Staunton, August 28 – For the Russian Federation as a whole, unemployment is not now at a catastrophic level, but for regions and republics outside the major metropolitan areas, it has become one and must be a subject of first-order importance if the economy is to recover and unrest is to be avoided, Vladislav Inozemtsev says.
That is because outside the major cities, small and mid-sized businesses form a larger share of economic activity, the Russian economist says; and they have been hit far harder by the current economic crisis than have the major corporations which are centered in the cities (newsru.com/blog/27aug2020/unempl.html).

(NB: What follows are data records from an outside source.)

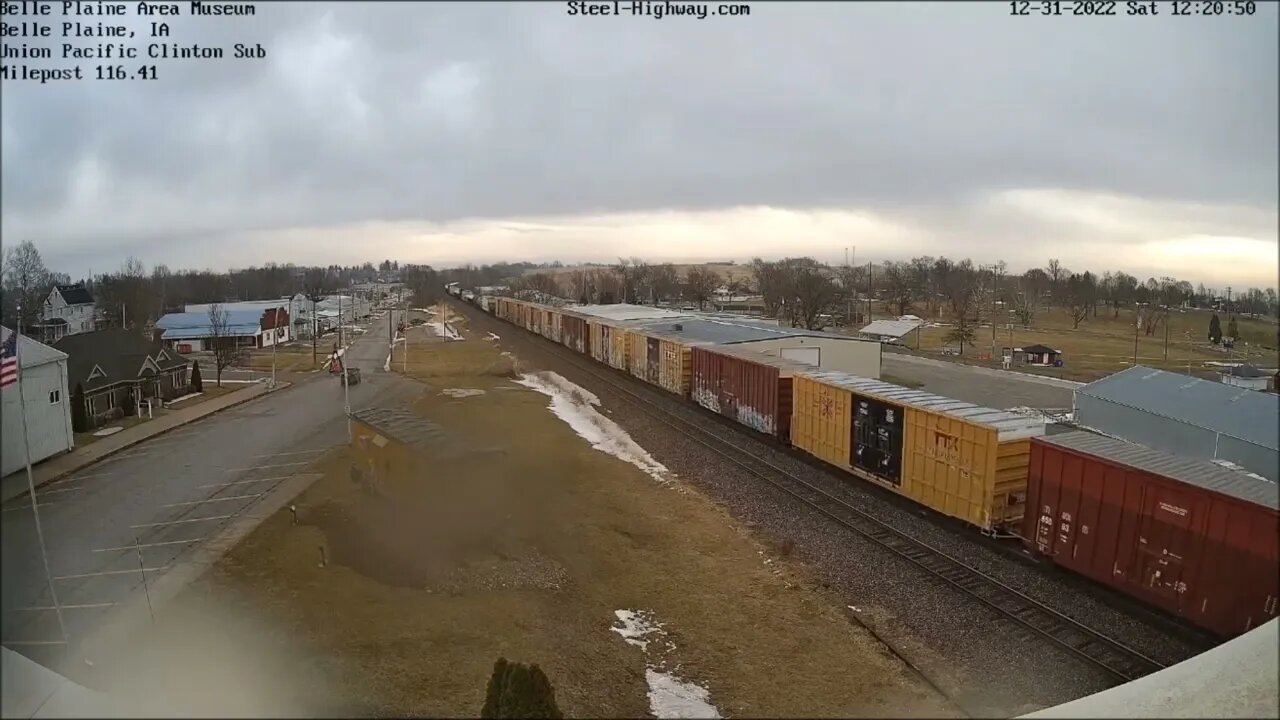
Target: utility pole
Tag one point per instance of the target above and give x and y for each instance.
(995, 283)
(275, 340)
(1137, 320)
(869, 296)
(31, 483)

Inozemtsev says that unemployment in Russia displays three other significant differences as compared to this problem elsewhere:
First of all, the economist argues, the gap between those without work and those receiving unemployment compensation is far larger in Russia than elsewhere. That means that the loss of work has a larger and more direct impact on the economy in that country than in Western ones.
Second, “the growth of unemployment in Russia in recent months … doesn’t correlate with other measures of the labor market.” Instead, unemployment has grown even as the number of people working has increased as well. That is an indication that many more people in Russia are on the sidelines as it were of economic activity.
And third, and related to this, there are in Russia “an unthinkably large number of people who exist beyond the limits of the formal labor market.” In 2013, there were 38 million such people; now, the number is estimated to be 20 million. Just how large that is can be gleaned by recognizing that if that pattern held in the US, 56 million people would fall into that category.
These patterns suggests two conclusions: On the one hand, if Russia is to address its unemployment problem, it must recognize that this problem is different than it is in other countries and that what works elsewhere may not work in Russia.
And on the other, Moscow has significantly less interest in addressing the problem of unemployment than do regional elites, creating yet another divide between the center and periphery that is likely to have political consequences both within the regime and between the population and the powers that be.